Of course, it just makes sense that at some point, virtualization must refer to the actual world, no matter how much it subsequently abstracts that information.
But Synthesis AI has managed to provide a shield to tech companies who want to avoid charges that they are violating privacy and scraping data from real-world surveilled humans and environments.
And there are real and admittedly ingenious efficiencies and advantages to be had from virtualizing environments for the purposes of training AI deep-learning systems.
Humans Will Stand Or Fall Based On Principled Opposition To Knowledge and Content Theft, and Human Replacement
Well before generative AI systems like ChatGPT and Dall-E were front and center in the public’s awareness, the Trends Journal was alerting readers concerning problematic aspects and disruptions of AI technology. (See, for example, “YOUR AI LOVER DOESN’T CARE ABOUT YOU (AND THAT’S WHY IT’S SO SEDUCTIVE)” 10 May 2022, “AI IS LEARNING YOUR JOB” 24 May 2022, “DOMESTIC SPY AGENCIES, CHINESE SOCIAL CREDIT SYSTEMS…AND SNEAKY AI” 14 Jun 2022 and “AUTOMATING OUT OF WORLD CRISIS?” 12 Jul 2022.)

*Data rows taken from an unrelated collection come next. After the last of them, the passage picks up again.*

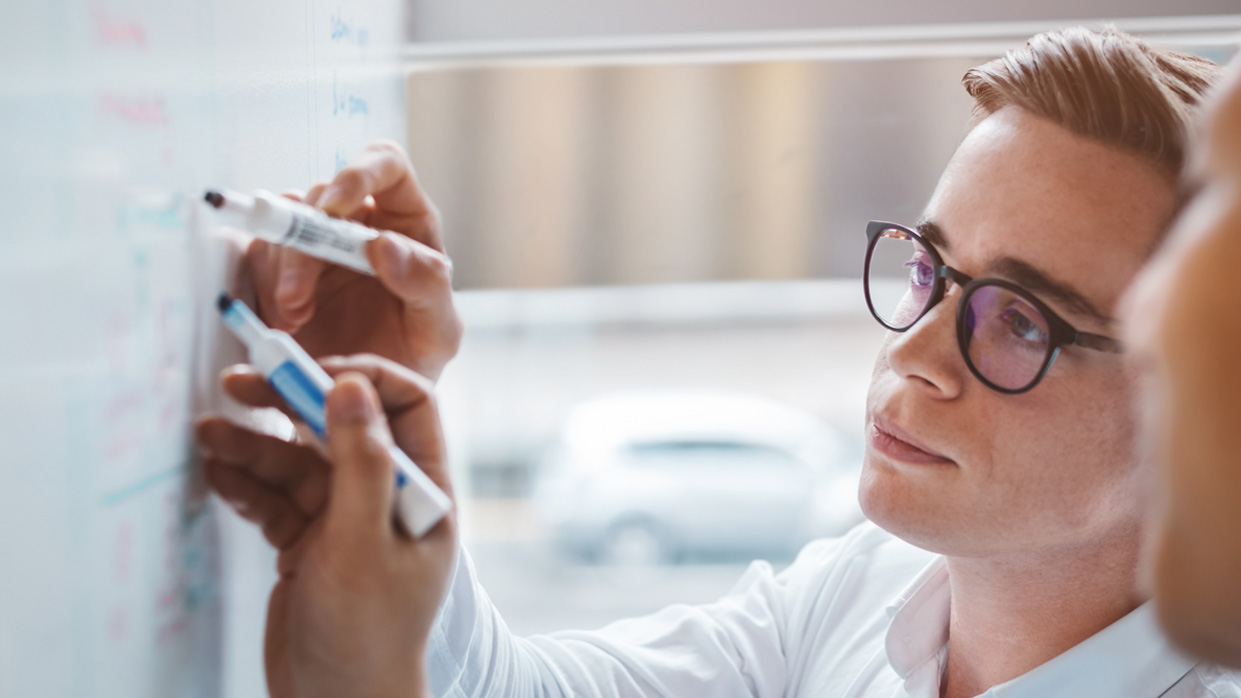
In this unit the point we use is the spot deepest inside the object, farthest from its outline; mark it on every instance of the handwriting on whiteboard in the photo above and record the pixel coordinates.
(345, 102)
(114, 30)
(346, 31)
(139, 111)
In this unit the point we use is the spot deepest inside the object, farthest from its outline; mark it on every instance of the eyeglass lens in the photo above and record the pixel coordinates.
(1007, 339)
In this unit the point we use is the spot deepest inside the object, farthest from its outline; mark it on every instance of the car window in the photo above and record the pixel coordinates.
(693, 452)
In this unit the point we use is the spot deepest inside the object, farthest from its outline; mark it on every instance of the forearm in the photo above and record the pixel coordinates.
(711, 650)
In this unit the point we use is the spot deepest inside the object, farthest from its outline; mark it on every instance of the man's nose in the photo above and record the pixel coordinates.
(927, 353)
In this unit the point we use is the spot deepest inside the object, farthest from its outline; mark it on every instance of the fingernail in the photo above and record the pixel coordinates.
(349, 403)
(330, 199)
(394, 253)
(288, 281)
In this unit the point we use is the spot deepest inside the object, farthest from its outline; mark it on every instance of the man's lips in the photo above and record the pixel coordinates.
(897, 444)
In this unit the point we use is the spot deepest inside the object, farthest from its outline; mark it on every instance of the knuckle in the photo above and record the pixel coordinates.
(353, 180)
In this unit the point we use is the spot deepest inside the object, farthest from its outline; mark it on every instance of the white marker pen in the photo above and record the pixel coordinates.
(304, 385)
(307, 229)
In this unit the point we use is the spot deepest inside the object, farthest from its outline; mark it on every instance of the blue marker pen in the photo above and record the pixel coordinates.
(303, 384)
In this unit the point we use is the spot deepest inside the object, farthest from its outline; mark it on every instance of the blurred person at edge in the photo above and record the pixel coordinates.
(1003, 557)
(1183, 329)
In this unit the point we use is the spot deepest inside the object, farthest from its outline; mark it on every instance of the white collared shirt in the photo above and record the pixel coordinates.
(865, 615)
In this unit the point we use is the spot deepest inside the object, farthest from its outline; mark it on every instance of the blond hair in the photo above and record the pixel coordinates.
(1103, 85)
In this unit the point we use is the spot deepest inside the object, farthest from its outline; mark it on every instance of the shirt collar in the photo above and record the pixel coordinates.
(1128, 658)
(918, 626)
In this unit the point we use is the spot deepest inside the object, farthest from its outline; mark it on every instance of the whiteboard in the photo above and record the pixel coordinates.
(118, 575)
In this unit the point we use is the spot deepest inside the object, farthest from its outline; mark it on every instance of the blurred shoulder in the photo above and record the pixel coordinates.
(865, 547)
(1208, 681)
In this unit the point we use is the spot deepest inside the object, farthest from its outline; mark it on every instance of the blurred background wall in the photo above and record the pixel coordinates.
(683, 210)
(505, 20)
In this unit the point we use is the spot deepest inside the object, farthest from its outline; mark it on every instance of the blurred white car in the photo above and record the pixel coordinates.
(660, 476)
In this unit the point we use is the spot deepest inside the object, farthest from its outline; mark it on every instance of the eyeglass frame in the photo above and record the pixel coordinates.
(1060, 333)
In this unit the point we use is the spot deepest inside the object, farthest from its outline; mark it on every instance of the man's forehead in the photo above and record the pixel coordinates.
(1029, 200)
(1039, 281)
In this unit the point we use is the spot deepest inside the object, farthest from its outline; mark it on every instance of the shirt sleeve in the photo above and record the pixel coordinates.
(734, 647)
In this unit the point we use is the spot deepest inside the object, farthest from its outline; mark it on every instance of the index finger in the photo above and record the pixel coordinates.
(410, 404)
(382, 172)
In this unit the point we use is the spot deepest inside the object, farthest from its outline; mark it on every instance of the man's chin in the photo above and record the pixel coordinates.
(909, 511)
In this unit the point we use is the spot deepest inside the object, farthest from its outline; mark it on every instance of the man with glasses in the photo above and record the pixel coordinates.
(1002, 477)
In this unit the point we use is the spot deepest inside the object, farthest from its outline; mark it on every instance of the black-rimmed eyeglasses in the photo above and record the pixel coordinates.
(1008, 337)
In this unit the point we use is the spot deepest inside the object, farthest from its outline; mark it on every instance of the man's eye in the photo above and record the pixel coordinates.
(920, 272)
(1023, 327)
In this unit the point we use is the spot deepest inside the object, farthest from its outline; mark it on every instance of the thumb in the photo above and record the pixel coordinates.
(358, 445)
(295, 278)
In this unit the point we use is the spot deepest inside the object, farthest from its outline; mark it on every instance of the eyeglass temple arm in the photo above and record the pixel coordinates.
(1098, 343)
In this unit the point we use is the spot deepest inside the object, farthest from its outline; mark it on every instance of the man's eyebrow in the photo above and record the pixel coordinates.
(932, 232)
(1045, 286)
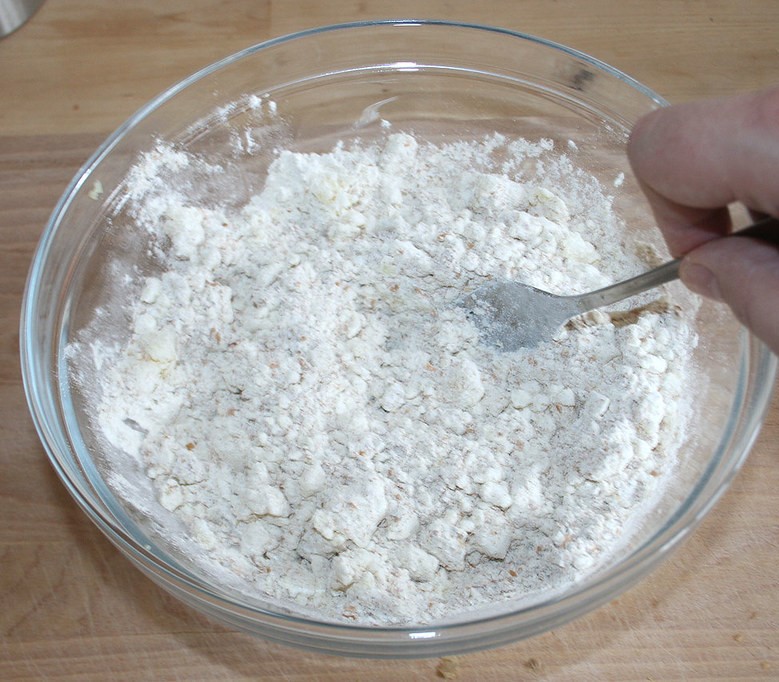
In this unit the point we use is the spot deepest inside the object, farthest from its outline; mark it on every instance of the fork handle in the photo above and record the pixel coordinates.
(766, 230)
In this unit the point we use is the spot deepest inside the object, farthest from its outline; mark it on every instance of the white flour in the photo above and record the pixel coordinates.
(308, 400)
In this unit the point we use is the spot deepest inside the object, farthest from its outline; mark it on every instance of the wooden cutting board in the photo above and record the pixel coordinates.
(72, 608)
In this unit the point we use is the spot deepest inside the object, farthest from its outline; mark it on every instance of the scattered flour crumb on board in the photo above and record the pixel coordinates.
(307, 400)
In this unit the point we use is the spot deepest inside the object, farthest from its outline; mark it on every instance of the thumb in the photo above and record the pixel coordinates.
(744, 273)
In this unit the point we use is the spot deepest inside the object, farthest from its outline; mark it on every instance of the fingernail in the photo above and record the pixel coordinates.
(701, 280)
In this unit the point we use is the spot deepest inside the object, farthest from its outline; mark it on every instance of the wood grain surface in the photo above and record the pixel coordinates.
(72, 608)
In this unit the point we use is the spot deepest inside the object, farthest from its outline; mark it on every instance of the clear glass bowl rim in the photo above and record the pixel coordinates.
(356, 639)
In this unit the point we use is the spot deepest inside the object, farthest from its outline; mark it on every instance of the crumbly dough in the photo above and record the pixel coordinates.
(309, 402)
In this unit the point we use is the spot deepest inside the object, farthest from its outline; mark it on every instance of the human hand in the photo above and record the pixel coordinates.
(692, 161)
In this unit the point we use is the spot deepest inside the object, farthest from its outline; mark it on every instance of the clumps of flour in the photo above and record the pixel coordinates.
(307, 399)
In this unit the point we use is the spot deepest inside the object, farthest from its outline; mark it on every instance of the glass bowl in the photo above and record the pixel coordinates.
(445, 81)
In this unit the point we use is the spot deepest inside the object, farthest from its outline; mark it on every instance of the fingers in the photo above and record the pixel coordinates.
(744, 273)
(694, 159)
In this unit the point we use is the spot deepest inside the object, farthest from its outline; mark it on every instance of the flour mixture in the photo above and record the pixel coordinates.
(309, 402)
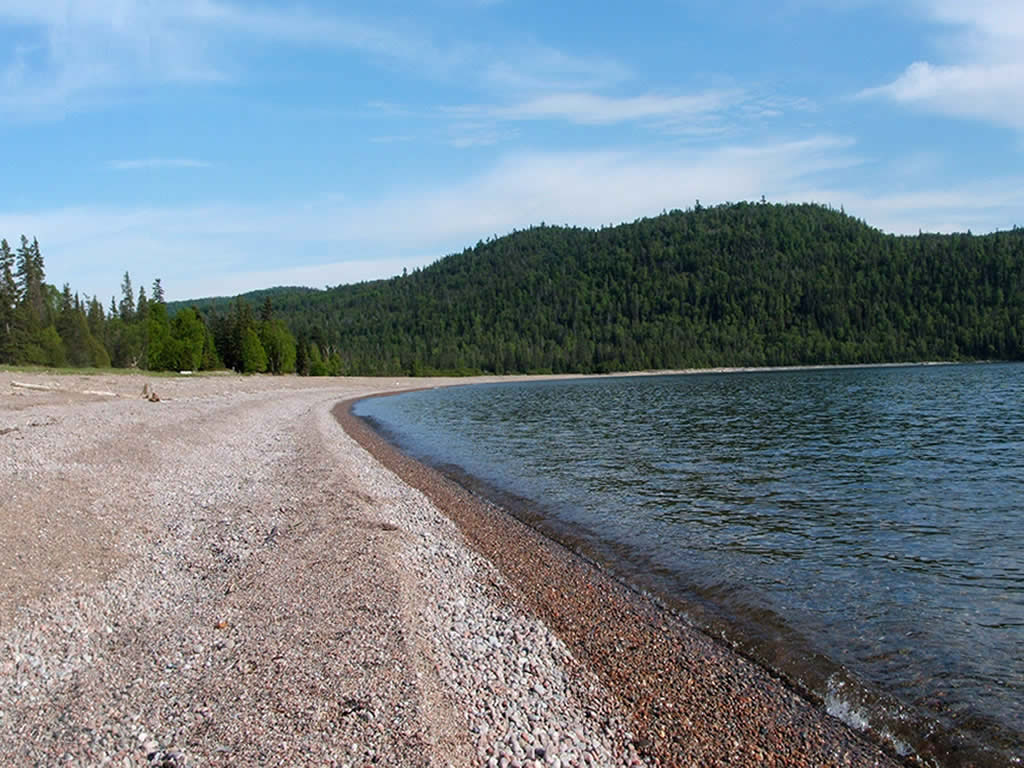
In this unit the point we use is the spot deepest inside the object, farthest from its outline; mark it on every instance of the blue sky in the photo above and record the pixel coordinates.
(224, 146)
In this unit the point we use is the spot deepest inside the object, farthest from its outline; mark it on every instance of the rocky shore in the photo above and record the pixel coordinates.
(225, 577)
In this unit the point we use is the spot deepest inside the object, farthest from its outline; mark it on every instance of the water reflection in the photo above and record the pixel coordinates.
(870, 517)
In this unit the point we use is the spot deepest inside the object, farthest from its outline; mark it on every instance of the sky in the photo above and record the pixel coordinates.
(224, 146)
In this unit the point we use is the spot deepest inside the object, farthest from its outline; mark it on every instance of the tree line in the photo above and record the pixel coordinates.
(745, 284)
(43, 326)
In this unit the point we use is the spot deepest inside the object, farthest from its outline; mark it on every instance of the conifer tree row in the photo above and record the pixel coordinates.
(42, 326)
(748, 284)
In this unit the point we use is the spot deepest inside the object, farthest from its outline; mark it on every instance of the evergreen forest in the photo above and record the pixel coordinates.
(747, 284)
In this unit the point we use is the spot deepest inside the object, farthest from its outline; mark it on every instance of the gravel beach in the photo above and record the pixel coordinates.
(224, 576)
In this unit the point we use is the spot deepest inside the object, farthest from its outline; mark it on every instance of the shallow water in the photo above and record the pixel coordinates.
(860, 530)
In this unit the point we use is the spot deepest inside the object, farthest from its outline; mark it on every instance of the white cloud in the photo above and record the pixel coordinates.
(227, 249)
(72, 50)
(536, 68)
(590, 109)
(984, 78)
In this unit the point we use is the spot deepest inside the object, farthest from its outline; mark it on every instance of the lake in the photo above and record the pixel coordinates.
(860, 530)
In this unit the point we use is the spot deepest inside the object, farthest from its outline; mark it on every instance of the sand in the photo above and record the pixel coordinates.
(225, 577)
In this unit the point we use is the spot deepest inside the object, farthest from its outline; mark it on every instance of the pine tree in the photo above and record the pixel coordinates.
(127, 307)
(8, 296)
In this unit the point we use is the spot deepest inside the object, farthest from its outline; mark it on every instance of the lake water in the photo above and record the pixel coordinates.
(860, 530)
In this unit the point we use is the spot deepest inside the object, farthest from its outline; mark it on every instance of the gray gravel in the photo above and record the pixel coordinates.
(224, 577)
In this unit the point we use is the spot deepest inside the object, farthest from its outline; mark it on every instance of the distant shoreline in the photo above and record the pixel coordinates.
(692, 699)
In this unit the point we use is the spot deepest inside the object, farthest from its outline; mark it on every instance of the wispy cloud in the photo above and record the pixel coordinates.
(592, 109)
(70, 52)
(538, 69)
(984, 77)
(228, 248)
(154, 163)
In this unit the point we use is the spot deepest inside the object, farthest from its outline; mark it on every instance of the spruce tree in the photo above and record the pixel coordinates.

Concerning the way deep-learning AI systems were trained on data sets composed of the creative content and intellectual property of collective humanity, the legal and political community has shown itself to be badly lagging in accounting for or addressing the ramifications.
Even worse, as a recent Techcrunch article noted, some jurisdictions, including the U.K., are actually attempting to loosen copyright protections and rights of content creators, to reduce potential claims against AI corporations:
“Interestingly, other countries [in contrast to the U.S.] have signaled a move toward more permissive use of publicly available content — copyrighted or not. For example, the U.K. is planning to tweak an existing law to allow text and data mining “for any purpose,” moving the balance of power away from rightsholders and heavily toward businesses and other commercial entities.”
In the current phase of the AI takeover, tech corporations have found a way to use AI to more or less comprehensively absorb human knowledge and data of virtually every kind, and to build systems that are already rendering human experts and professionals obsolete.
But it hardly ends there.
As job after job, and sector after sector are progressively taken over by AI, automation and robotics, the bulk of average humanity will find themselves viewed as superfluous, by a narrow elite controlling the technology, and furthering their power and transhuman god quests.
Unless political bodies acknowledge the enormous difference in what AI does, which can’t be likened to human learning and acquiring of expertise, there is a risk that AI will be treated in terms of existent copyright and content creation legal precedents and understandings.
In that world, there will be a further concentration of wealth into the hands of a few, which will make even the past 50 years of spiraling wealth concentration look negligible in comparison.